While the technical execution is divided so as to make up half the final score (50%), the technical components of rhythm, energy and elasticity and harmony between horse and rider are scored on the artistic portion score sheet as replacement for the collective marks on a set test. Additionally, poor technical execution can negatively affect the degree of difficulty, choreography and music scores, thus the technical execution make up nominally 70% of the final score, and can affect all of the marks.

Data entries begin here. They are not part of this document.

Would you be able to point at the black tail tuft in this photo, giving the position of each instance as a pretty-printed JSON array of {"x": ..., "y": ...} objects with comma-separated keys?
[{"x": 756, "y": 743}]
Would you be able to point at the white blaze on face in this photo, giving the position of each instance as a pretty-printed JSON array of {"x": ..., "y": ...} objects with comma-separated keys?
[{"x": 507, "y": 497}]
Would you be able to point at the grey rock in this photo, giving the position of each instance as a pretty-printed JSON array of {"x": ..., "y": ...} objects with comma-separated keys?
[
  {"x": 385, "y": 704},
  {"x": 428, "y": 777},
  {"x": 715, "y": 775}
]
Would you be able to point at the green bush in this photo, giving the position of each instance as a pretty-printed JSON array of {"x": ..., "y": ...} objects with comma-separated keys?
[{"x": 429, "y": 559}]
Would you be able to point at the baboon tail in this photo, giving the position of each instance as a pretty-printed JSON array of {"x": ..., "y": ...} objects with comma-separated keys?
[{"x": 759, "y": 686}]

Marks are assessed for the following movements:
- Collected walk
- Extended walk
- Half-pass right (collected trot)
- Half-pass left (collected trot)
- Extended trot
- Half-pass right (collected canter)
- Half-pass left (collected canter)
- Extended canter
- 5 changes of lead every 2nd stride
- 7 changes of lead every stride
- Canter pirouette right 2
- Canter pirouette left 2
- Passage (minimum 20m on one track) 2
- Piaffe (minimum 10 steps straight) 2
- Transitions Passage-Piaffe and Piaffe-Passage
- Entrance and halt at the beginning and end of the test

===Artistic===
The Artistic score is usually divided into 5 sections at international competitions, They are:
- Rhythm, Energy and Elasticity
- Harmony between horse & rider
- Choreography
- Degree of Difficulty
- Choice and Interpretation of the music

- Choreography
 The choreography must incorporate the technical criteria for the level but is otherwise open to creative choices and highlighting the horse's strong points. Good marks are awarded to inventive choreography which contains movements not taken directly out of the set tests, but has an element of surprise and adventure to their placement. However, there should still be a logical order and flow to the movements, such as symmetry and without too many changes between the paces. A chaotic freestyle would score worse than a basic one.

- Music
 When Colbourn and Loriston-Clarke originated the sport in 1980, the whole ethos was for dressage to music to be beautiful, as with ballet and ice dancing. Early competitions were judged by prima ballerina Merle Park and ice skater Robin Cousins to ensure the judging of the artistic element was by a highly experienced performer. The music chosen will depend on the horse's movement, type, personality, and the rider's own musical tastes but should serve to accentuate all of them. Music for freestyles can be found in a variety of styles such as classical music, show tunes, movie scores, orchestral versions of pop and contemporary music. A copyright license is required for all music played during a competition. Generally, it is preferred that the music for all three gaits should be of the same genre, but is not required. It is more important that the music flows seamlessly through the transitions. The interpretation of the music means that it should enhance the horse's way of going and match the tempos of his gaits. The music should suggest the movements; transitions should correspond to the transitions in the music. It is imperative that the choreography interpret the music. Movements and figures should start and finish at obvious musical phrases.

- Degree of difficulty
 The level of difficulty should correspond to the horse's abilities so that the ride looks easy. A horse which is more advanced will be able to perform more complex movements and combinations. A good freestyle program is entertaining to the audience and pleasing to the eye.